Креб давно уже пытался привлечь внимание Эйлы, остановить ее и предостеречь. Ему было совершенно все равно, где жить – у самого удобного очага в пещере или у самого худшего. Как только Бруд объявил, что делает Эйлу своей второй женщиной, Креб понял, что добром это не кончится. Бруд не стал бы по доброй воле взваливать на себя лишнюю обузу, не будь у него на то особых причин. Но то, что случилось, превзошло самые мрачные ожидания Креба. Холодное отчаяние овладело им, когда он увидел, что Бруд приказывает предать Эйлу проклятию. Не в силах вынести этого отвратительного зрелища он побрел в пещеру и, прежде чем Эйла снова взглянула в его сторону, исчез в проеме.
Безобразная вспышка вождя привела в ужас не только Креба. Люди Клана возбужденно жестикулировали, выражая свое неодобрение. Некоторые, подобно Кребу, отходили в сторону, не желая видеть происходящего. Другие, наоборот, смотрели во все глаза – они и думать не думали, что такое возможно, что законы и традиции, определяющие их жизнь от первого до последнего вздоха, не столь уж незыблемы.
Неожиданно все пошло наперекосяк. Сначала Бруд проявил неоправданную жестокость, вознамерившись разлучить Эйлу с сыном и приняв кощунственное решение лишить Креба обжитого очага. Потом Эйла, позабыв о смирении, приличествующем женщине, накинулась на вождя.
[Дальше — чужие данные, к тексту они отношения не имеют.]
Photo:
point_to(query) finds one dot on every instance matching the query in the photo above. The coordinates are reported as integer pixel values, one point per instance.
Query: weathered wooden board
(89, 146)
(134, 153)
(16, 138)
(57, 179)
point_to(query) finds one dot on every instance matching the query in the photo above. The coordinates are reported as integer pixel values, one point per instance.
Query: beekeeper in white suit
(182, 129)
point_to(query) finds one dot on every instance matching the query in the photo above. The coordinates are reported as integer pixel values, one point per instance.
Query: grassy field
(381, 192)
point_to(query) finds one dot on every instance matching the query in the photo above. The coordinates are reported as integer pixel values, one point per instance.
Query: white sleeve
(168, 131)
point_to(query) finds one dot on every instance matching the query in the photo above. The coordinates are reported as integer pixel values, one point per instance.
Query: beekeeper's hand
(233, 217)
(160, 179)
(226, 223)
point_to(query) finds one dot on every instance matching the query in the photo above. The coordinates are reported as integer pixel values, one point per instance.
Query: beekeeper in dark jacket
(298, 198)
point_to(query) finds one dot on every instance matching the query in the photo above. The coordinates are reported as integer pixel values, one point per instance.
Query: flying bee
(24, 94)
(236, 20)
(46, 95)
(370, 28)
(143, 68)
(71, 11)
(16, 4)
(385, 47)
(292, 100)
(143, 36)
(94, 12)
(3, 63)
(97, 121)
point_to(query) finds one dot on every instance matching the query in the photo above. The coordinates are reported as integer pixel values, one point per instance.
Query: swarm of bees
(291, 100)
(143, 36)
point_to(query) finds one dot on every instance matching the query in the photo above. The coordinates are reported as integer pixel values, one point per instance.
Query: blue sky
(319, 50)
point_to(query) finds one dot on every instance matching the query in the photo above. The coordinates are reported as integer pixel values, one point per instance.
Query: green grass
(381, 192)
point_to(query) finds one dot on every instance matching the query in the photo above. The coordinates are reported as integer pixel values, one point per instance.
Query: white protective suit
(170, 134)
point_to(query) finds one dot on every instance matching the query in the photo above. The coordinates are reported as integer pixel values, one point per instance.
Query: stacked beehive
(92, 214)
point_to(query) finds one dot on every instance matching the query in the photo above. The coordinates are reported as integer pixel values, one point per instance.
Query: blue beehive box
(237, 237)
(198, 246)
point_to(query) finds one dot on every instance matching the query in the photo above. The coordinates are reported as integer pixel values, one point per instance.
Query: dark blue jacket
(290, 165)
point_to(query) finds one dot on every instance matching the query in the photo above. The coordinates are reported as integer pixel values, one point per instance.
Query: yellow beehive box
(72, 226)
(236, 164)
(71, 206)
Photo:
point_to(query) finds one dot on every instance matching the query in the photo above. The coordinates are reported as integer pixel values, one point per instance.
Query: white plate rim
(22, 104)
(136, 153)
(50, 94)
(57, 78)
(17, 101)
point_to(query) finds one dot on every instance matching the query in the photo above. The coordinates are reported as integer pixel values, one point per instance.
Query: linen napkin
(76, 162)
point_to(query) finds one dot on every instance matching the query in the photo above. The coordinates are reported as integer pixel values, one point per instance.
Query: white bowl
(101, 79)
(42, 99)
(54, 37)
Бран бросил презрительное обвинение в лицо тому, кого вчера сам объявил главой Клана. И в довершение всего Бруд, поддавшись приступу неистовства, потребовал проклясть Эйлу. Было от чего растеряться.
Эйлу сотрясала дрожь, и она не сразу ощутила, что земля под ее ногами тоже начала содрогаться. Лишь заметив, что люди вокруг стали терять равновесие и падать, она поняла – в природе творится что-то страшное. Изумление на лицах людей сменилось испугом. До Эйлы донесся глубокий зловещий рокот, исходящий из самых недр земли.
– Дааарк! – завопила она, озираясь по сторонам в поисках сына. Но Уба уже схватила ребенка и прижала к себе. Эйла побежала к ним, но вдруг, пронзенная новой жуткой мыслью, повернула в другую сторону.
– Креб! Он в пещере!
Эйла принялась карабкаться по пришедшему в движение склону, пытаясь добраться до проема. Увесистый камень сорвался со скалы над самой ее головой, наскочил на дерево, которое треснуло от сокрушительного удара, и, грохнувшись об землю, разлетелся на куски. Эйла, оглохшая и ослепшая от страха, ничего не замечала. Обрывки далеких воспоминаний, наполнявших кошмарами ее сны, вдруг ожили. В реве землетрясения она сама не разобрала, как с ее губ сорвалось слово давно забытого языка:
– Маамааа!
Земля внезапно провалилась у нее под ногами и снова вспучилась. Эйла не удержалась на ногах и упала. Поднявшись, она увидела, что потолок пещеры обвалился. То, что некогда было высоким сводом, обрушилось вниз градом камней. Один за другим обломки скалы срывались со своих мест. Огромные валуны, подскакивая, устремлялись по склону и обрушивались в заледенелый ручей. Горная гряда на востоке раскололась, половина ее рассыпалась на глазах, точно куча песка.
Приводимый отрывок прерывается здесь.